With the latest section of track heading down into Brunswick Canyon scheduled for completion in about two weeks, he said he was worried less about the remaining money needed for construction than operating budgets after the construction is finished.
“I’m starting to worry about us sustaining ourselves,” he said.
He was joined by former chairman and commissioner Bob Hadfield, who said he too was concerned.
Millard said the Carson City sales tax dedicated to the V&T goes to retire the bonds sold to help finance initial construction.
Millard said that doesn’t generate more for the railroad operations, just money to pay off the bonds.
“I’ve always been told if push comes to shove, we would have to raise the room tax in Carson City,” Millard said.
He said they need to start talking about raising some money for operations from those who will benefit from the tourism the V&T brings to western Nevada.
“The commission needs to start thinking about billing the counties,” he said.
Commission Treasurer Ron Allen agreed, adding that the legislation creating the commission “says we need to bill the counties.”
When fully operational, the V&T is expected to create a destination draw for tourists from around the world that will benefit not only Storey, Lyon and Carson City but Douglas and Washoe counties and Lake Tahoe.
Millard said the first task is to find out exactly what the commission’s financial prospects are and what its options for raising operating capital are.
The discussion came during a meeting in Minden where commissioners celebrated the end of the V&T’s inaugural season. The final trains ran Nevada Day and, throughout the fall, all were sold out.
Next summer, Millard said, the V&T is planning to run trains four days a week for 24 weeks – a total of 96 trains. Plans are for Thursday and Friday diesel trains and Saturday and Sunday steam trains through the summer.
They estimate that will bring anywhere from 14,000 to a maximum of 20,000 tourists to the area.

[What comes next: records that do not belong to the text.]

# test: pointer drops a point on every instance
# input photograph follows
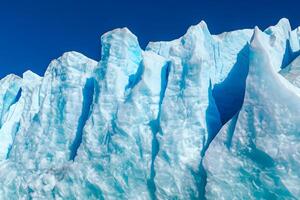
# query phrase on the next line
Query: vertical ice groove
(156, 128)
(9, 90)
(88, 95)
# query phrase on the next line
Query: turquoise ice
(200, 117)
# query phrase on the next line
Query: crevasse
(200, 117)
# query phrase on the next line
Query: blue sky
(34, 32)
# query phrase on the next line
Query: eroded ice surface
(202, 116)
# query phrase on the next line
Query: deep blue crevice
(135, 78)
(155, 128)
(88, 95)
(229, 94)
(18, 96)
(225, 101)
(231, 129)
(16, 128)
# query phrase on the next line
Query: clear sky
(33, 32)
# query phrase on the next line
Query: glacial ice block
(200, 117)
(256, 154)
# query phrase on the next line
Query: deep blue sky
(33, 32)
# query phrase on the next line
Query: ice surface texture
(201, 117)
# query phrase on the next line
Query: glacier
(200, 117)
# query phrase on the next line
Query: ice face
(256, 155)
(203, 116)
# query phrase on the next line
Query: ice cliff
(200, 117)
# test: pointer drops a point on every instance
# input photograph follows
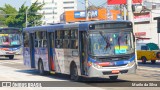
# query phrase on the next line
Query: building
(73, 16)
(145, 25)
(54, 8)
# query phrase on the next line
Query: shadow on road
(8, 59)
(67, 77)
(149, 64)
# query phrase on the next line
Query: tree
(9, 14)
(15, 18)
(33, 17)
(2, 19)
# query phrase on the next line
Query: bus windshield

But commissioners also announced that the train runs aren’t finished for this season. They said trains will run the first three Saturdays in December as well as Friday, Saturday and Sunday following Thanksgiving.
In addition, commissioners were told their application for the full $30 million in stimulus money needed to finish construction including a depot in Carson City has been submitted to the federal government. They agreed to send Hadfield, project engineer Ken Dorr and his daughter Susan, who wrote the grant application, to Washington, D.C., in December to lobby for the funding.
That grant application has already received strong support from Gov. Jim Gibbons, Senate Majority Leader Harry Reid and the rest of Nevada’s congressional delegation.
Gibbons, Millard said, referred to it as the top transportation priority for Nevada.
He said he believes the commission’s chances of getting most if not all the funding are good.